The other thing that is killing me is that while I am the target for the alleged smothering, she talks and texts, and visits incesently with her friend from back home. Every month, and constant talk of more. I have been trying to get a weekend away for years to no avail, and now she just keeps trying to leave me and the kids to go see whomever, her friend, her mom. I am very offended and hurt that her idea of a good time is getting away...from me and the realities of life. I do not feel fun anymore, because I am unhappy with this, even when she does try to have a good time with me, I let down my guard to try and have fun and then she stomps on me again sometimes hours, minutes, or by the next day by withdrawing. It makes me not want to give in, and I find myself grwoing to dislike her as a person. 

Her friend is Peter Pan, the one who never grew up, except she is extremely wealthy. Her husband is also one of my good friends, so I hear some things from the other side, like the fact that all she cares about is whether my wife is happy, not whether or not we save our marriage. How can I feel happy or supportive about a friendship that does not support this? I hate their marriage, she uses sex as a weapon, and is a spoiled brat. Unfortunately, my friend gives into much of this because if she is happy, she will have sex with him.

I have gone back to my office to work instead of doing so from home to create some more space, but my patience for some type of marrital breakthrough is wearing thin.
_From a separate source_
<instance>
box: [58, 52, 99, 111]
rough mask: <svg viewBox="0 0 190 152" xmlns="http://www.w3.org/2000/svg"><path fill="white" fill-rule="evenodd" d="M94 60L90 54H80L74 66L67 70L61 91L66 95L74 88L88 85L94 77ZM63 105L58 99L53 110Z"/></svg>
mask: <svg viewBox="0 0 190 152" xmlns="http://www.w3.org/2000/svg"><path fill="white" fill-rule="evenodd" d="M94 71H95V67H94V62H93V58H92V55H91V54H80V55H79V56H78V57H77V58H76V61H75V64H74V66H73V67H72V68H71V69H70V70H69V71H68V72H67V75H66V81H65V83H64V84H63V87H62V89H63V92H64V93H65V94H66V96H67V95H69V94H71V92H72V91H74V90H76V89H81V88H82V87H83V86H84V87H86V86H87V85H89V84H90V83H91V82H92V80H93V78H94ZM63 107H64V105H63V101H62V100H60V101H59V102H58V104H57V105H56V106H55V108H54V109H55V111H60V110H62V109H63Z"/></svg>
I can not pretend to be happy anymore, and do not like to appear so unhappy and short with my children, no matter how hard I try not to.

What do I do, hang in there longer when I see no effort on her part to make the marriage successful, or throw in the towel? I miss my wife terribly but can not continue feeling so alone in the same house.


----------



## wjmay (Jul 24, 2007)

*Hi*

---removed---


----------



## JustMe (Jul 30, 2007)

jturn, your wife sound a little like me a few years ago (I hate to admit it though!) I don't know how old she is, but did you guys get married young? I got married at 22 (barely) and was suddenly step-mom to two beautiful boys (5 and 10 at the time). After the "glow" of marriage wore off and I was a temproary single mom to two children I didn't even give birth to, because their father (my husband) was in Iraq, I had a really hard time accepting the fact that most of the people I knew who were my age were finishing college and having alot of fun! I was lonely, stressed out, confused, scared (of my hubby not coming home), you name it, I felt it. I've grown ALOT in the last 5 years and I can't imagine life without my husband or those beautiful boys! Hubby and I went through counselling and I realized that I was being a total idiot, thinking the way I was. Since then, I have gone back to school to get an accounting degree (not easy with a family, but feels great!) and have begun horseback-riding (one of my passions) again. 
I guess my point is, maybe for whatever reason, your wife is feeling pressured by something she's not ready to face yet. Then again, 13 years is an awfully long time to "be okay" and then suddenly turn. I wish you all the best! Just thought I'd share how I felt when I did feel that way.


----------